Harris began this week by releasing what she called “My Plan for Medicare for All.” It was promptly eviscerated by single-payer activist Tim Higginbotham, who wrote for Jacobin that her proposal would “further privatize Medicare. . .keep the waste and inefficiency of our current multi-payer system. . . cost families more than Medicare for All. . . continue to deny patients necessary care” and “fall apart before it’s implemented.”
In keeping with timeworn rhetoric from corporate Democrats, Harris repeatedly said during the debate that she wants to guarantee “access” to healthcare—using a standard corporate-friendly buzzword that detours around truly guaranteeing healthcare as a human right.
No matter whether journalists call Harris “moderate” or “progressive” (a term elastic enough to be the name of a huge insurance company), her unwillingness to confront the dominance of huge corporations over the economic and political life of the USA is a giveaway.
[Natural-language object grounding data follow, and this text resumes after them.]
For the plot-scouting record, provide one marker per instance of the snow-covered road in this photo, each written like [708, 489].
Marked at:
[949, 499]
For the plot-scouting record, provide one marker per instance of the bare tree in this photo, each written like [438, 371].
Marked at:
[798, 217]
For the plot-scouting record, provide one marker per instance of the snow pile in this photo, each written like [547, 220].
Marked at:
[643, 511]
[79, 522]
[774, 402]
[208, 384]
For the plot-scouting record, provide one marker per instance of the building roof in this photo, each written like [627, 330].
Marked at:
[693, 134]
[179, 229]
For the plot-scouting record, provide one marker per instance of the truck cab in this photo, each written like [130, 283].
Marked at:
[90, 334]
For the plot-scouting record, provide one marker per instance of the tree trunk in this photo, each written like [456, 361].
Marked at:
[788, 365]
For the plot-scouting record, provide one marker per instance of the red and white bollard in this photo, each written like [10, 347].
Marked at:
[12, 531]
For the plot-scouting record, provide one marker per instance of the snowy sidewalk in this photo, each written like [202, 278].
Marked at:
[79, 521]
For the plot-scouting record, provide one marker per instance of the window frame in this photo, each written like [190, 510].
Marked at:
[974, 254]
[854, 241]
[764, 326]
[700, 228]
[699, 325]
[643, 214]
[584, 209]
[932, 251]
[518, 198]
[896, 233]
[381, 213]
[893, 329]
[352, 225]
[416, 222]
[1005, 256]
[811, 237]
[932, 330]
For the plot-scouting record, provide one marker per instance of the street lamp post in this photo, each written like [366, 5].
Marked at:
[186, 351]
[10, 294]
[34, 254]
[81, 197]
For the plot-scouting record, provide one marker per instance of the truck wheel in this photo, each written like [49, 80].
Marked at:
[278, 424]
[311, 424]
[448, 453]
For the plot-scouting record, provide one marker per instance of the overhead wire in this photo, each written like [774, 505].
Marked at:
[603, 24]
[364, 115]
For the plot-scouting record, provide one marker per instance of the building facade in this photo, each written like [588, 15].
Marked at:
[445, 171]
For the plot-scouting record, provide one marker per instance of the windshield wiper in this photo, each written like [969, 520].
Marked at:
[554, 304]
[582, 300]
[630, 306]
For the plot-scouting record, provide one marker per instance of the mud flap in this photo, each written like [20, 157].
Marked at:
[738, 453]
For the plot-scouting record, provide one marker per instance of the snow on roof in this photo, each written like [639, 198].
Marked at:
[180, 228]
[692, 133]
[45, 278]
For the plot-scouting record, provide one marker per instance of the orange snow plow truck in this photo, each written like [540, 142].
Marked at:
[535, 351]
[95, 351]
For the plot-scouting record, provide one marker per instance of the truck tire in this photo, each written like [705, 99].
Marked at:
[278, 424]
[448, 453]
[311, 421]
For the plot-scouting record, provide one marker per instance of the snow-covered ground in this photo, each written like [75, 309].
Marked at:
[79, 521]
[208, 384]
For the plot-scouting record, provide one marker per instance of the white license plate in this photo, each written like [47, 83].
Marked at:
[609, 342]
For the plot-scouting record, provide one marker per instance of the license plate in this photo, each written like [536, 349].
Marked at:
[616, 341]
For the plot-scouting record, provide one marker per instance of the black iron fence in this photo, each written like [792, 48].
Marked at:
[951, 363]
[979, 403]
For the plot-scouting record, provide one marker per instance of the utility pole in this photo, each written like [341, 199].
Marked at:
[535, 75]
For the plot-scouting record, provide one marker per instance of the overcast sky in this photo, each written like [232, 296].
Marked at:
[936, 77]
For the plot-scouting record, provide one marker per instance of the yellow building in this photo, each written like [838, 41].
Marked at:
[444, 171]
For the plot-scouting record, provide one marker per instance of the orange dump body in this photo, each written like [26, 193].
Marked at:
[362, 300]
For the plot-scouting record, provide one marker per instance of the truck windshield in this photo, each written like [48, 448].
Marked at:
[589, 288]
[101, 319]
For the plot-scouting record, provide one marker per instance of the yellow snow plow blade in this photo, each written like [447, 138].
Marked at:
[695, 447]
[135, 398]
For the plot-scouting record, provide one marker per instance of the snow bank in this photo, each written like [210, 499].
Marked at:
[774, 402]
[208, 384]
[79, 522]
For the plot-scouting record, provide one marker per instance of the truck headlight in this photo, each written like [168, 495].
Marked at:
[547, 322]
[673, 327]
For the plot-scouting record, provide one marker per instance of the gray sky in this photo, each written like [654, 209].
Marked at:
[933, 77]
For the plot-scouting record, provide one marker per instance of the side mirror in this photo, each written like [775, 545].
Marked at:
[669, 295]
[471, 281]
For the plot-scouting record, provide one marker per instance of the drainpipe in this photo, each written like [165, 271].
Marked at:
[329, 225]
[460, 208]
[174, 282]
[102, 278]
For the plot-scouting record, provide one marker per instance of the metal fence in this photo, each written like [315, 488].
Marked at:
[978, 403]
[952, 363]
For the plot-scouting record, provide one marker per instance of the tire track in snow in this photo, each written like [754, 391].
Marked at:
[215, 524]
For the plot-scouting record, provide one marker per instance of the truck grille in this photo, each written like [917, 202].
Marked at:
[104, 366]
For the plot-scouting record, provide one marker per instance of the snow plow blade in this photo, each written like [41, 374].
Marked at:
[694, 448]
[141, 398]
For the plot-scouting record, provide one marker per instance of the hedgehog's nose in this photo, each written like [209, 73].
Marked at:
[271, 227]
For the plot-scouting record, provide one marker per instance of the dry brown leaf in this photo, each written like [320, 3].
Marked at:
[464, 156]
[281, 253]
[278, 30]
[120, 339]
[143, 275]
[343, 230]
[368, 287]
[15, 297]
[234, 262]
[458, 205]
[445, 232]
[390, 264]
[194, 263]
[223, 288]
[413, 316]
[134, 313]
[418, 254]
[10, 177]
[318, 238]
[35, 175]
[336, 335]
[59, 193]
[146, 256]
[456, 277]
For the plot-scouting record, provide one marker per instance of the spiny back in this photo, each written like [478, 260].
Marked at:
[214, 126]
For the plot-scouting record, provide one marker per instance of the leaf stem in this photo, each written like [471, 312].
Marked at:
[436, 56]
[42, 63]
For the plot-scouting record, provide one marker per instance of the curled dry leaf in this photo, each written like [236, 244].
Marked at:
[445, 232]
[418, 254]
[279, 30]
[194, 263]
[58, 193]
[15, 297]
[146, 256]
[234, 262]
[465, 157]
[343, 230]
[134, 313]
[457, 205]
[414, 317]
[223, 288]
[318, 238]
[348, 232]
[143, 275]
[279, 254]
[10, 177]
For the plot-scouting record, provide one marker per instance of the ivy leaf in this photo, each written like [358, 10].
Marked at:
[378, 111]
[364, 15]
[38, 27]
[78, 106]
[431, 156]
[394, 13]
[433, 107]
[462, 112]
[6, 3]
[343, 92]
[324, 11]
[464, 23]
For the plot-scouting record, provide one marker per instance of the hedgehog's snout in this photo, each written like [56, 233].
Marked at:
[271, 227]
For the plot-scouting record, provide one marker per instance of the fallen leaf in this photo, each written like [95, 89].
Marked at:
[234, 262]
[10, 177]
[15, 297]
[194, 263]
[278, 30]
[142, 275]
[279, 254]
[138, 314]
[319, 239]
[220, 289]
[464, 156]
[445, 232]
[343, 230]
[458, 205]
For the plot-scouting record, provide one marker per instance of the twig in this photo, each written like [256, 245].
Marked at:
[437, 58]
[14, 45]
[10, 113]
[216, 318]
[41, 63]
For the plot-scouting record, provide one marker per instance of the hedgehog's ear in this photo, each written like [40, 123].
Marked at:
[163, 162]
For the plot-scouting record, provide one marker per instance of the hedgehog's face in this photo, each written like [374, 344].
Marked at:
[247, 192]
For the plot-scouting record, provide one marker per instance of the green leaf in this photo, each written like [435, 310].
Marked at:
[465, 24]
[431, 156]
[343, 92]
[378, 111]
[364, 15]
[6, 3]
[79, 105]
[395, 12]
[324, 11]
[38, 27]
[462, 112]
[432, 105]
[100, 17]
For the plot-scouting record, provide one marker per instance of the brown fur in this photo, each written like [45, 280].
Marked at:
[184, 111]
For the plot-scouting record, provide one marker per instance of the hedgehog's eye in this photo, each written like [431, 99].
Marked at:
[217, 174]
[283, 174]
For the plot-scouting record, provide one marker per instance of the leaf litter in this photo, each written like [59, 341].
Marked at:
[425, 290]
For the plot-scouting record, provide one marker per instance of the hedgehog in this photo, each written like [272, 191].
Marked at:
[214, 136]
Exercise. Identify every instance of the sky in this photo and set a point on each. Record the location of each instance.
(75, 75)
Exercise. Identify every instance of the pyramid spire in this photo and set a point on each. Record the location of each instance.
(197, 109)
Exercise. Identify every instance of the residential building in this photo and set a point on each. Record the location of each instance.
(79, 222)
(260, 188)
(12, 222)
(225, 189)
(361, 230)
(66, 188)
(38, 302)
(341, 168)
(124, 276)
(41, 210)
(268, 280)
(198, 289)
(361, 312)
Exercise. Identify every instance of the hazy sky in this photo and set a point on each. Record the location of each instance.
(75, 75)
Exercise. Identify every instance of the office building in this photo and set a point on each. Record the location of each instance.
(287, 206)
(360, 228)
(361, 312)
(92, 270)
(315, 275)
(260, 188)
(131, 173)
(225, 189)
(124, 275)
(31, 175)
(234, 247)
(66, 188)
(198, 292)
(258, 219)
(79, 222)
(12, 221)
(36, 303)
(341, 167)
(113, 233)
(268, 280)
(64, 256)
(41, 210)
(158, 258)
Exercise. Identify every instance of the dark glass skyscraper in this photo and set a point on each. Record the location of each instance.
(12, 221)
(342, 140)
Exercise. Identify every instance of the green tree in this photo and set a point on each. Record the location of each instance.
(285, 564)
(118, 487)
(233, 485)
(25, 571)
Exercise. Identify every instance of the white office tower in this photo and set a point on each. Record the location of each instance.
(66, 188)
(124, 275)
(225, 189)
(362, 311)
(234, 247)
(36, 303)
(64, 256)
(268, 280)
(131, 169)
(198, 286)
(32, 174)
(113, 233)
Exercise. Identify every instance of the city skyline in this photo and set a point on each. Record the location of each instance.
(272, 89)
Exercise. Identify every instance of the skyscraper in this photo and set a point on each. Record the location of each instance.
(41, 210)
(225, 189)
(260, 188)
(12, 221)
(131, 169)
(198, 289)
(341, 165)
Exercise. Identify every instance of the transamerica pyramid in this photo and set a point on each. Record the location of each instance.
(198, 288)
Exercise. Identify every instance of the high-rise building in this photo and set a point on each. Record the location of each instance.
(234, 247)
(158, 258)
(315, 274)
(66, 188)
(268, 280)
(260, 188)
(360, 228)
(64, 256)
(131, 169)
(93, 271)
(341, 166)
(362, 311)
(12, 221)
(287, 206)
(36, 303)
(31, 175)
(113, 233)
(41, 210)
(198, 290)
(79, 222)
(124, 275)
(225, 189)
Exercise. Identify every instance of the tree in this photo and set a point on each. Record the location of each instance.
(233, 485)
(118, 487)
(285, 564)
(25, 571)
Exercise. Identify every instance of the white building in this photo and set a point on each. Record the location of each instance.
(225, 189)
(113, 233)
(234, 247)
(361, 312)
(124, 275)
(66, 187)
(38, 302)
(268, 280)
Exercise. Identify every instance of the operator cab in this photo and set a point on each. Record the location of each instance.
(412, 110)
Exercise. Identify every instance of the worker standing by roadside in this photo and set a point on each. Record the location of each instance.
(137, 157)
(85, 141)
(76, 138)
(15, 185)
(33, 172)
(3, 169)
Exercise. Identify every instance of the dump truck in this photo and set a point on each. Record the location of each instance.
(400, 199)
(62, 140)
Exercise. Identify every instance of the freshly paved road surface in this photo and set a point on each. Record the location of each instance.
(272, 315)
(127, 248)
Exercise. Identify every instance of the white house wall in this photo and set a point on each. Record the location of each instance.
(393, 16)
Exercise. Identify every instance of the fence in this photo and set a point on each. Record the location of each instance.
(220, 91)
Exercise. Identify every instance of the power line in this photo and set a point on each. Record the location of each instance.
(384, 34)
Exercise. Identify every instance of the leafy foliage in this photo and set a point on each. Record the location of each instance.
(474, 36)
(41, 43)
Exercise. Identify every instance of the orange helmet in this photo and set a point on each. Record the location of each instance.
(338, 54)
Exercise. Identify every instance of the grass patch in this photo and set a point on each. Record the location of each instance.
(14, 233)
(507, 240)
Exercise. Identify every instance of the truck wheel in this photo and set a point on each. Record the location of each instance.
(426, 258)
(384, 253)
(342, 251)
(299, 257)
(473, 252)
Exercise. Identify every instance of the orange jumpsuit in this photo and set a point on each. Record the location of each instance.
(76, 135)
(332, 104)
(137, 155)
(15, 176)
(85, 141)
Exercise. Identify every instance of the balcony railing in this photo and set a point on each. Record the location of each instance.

Whatever their discreet virtues, 18 of the 20 candidates who debated this week have offered no consistent, thoroughgoing challenge to corporate power. Among the contenders for the Democratic presidential nomination, only Bernie Sanders and Elizabeth Warren are providing a coherent analysis and actual challenge to the realities of corporate power and oligarchy that are crushing democracy in the United States.